Der von ihr selbst gewählte Titel muss als Interpretationshinweis gelesen werden:
Routing meint das Festlegen eines Leitweges, einer Reiseroute, eine dynamische Form des Transports gerade da, wo es verschiedene, sich kreuzende und miteinander vernetzte, aber auch konkurrierende Wege gibt. Der Begriff ist aus der Computerfachsprache eingewandert und wird durch den Gebrauch von Navigationsgeräten im Auto populär.

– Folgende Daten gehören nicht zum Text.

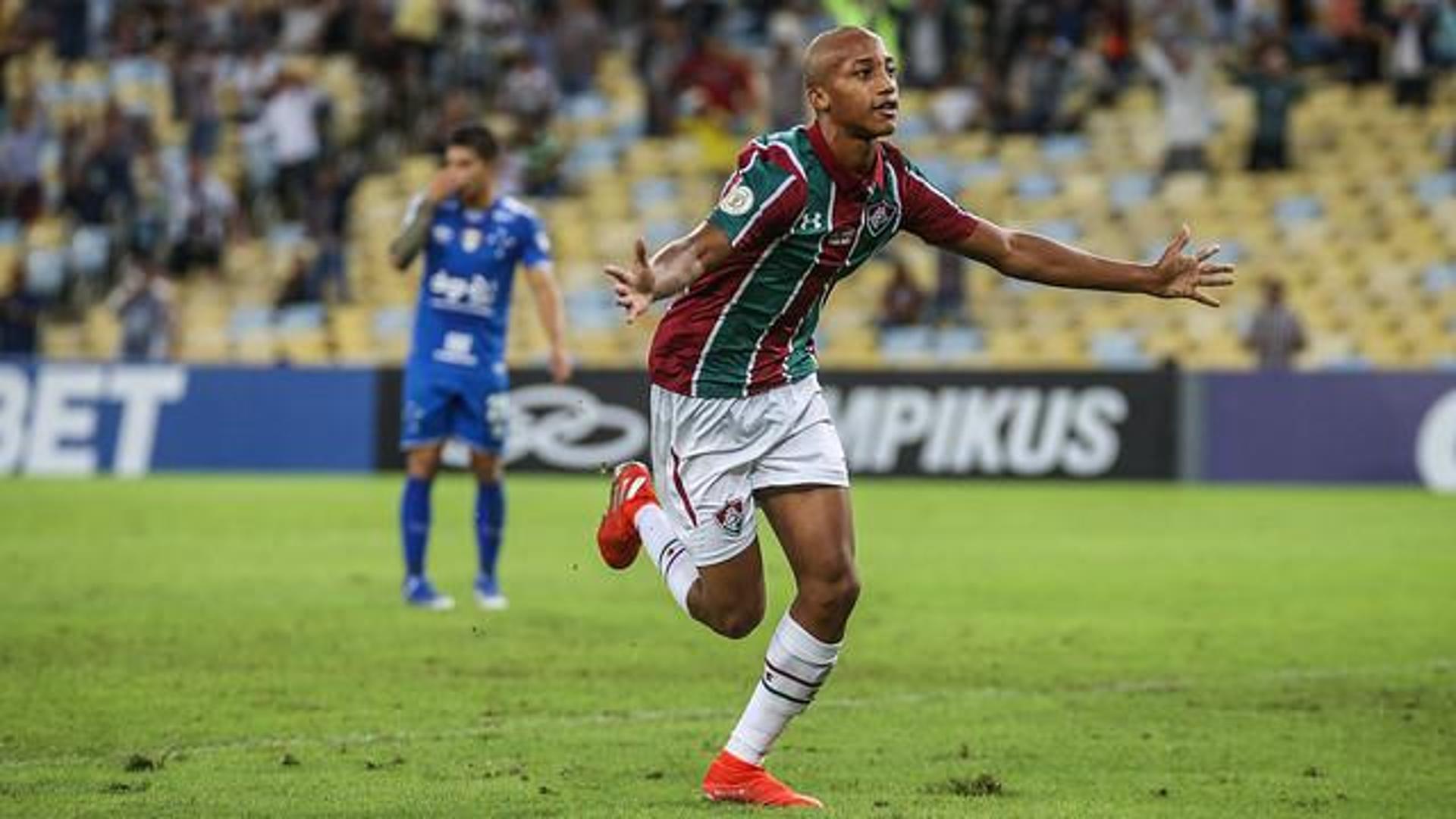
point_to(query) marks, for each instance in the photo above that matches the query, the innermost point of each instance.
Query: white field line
(498, 725)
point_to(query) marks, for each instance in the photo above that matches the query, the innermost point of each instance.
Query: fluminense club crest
(731, 516)
(881, 215)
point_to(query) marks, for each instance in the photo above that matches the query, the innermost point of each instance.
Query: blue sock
(414, 523)
(490, 521)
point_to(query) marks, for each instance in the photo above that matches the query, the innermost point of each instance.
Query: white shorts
(710, 455)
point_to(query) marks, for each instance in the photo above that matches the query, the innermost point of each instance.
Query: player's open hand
(1185, 276)
(634, 284)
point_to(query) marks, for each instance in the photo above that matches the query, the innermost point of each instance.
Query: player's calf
(824, 602)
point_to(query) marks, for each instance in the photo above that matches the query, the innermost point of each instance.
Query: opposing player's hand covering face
(851, 77)
(468, 172)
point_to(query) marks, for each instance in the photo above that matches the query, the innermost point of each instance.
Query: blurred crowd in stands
(142, 212)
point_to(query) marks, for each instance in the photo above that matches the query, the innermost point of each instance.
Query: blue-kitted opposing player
(456, 379)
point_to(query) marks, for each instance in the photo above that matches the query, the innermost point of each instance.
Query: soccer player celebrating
(739, 422)
(456, 379)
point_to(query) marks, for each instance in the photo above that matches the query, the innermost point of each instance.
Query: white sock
(794, 670)
(669, 554)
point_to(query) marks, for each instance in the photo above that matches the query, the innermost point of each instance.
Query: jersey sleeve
(535, 243)
(929, 213)
(413, 210)
(761, 200)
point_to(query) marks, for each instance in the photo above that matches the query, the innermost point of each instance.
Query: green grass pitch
(218, 646)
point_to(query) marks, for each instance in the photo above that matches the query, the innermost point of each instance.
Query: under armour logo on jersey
(731, 518)
(811, 222)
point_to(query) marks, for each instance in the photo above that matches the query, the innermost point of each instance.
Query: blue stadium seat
(1294, 210)
(1063, 148)
(1130, 190)
(299, 318)
(249, 321)
(1036, 186)
(46, 271)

Man kann ihn sich auf ganz und gar herkömmliche Art und Weise versinnbildlichen, wenn man den Anblick eines zentralen Rangierbahnhofs oder Durchgangsbahnhofs aus der Vogelperspektive kennt. Die ankommenden Gleise, vielleicht ein Dutzend, verzweigen und vervielfachen sich zu mehreren Dutzend Gleisen. Ein Zug, der nun möglichst schnell diese Verzweigungen und Haupt- und Nebenstrecken passieren möchte, muss sich folglich einen Weg suchen über diverse Kreuzungspunkte hinweg. Die Aufgabe lautet, einen effizienten Weg durch das Geflecht zu finden, denn hier führt eine Verzweigung zu einem toten Gleis, dort wäre nur mit reduzierter Geschwindigkeit ein Bahnsteig zu passieren, an dritter Stelle ist der Weg von einem stehenden Zug blockiert usw. usf. (Um den Titel zu erläutern, hätte ich das Bild von dem Gleiskörper wohl auch gewählt, wenn wir keine Strecke sehen würden, die zwingend an eine Spielzeugeisenbahn erinnert.)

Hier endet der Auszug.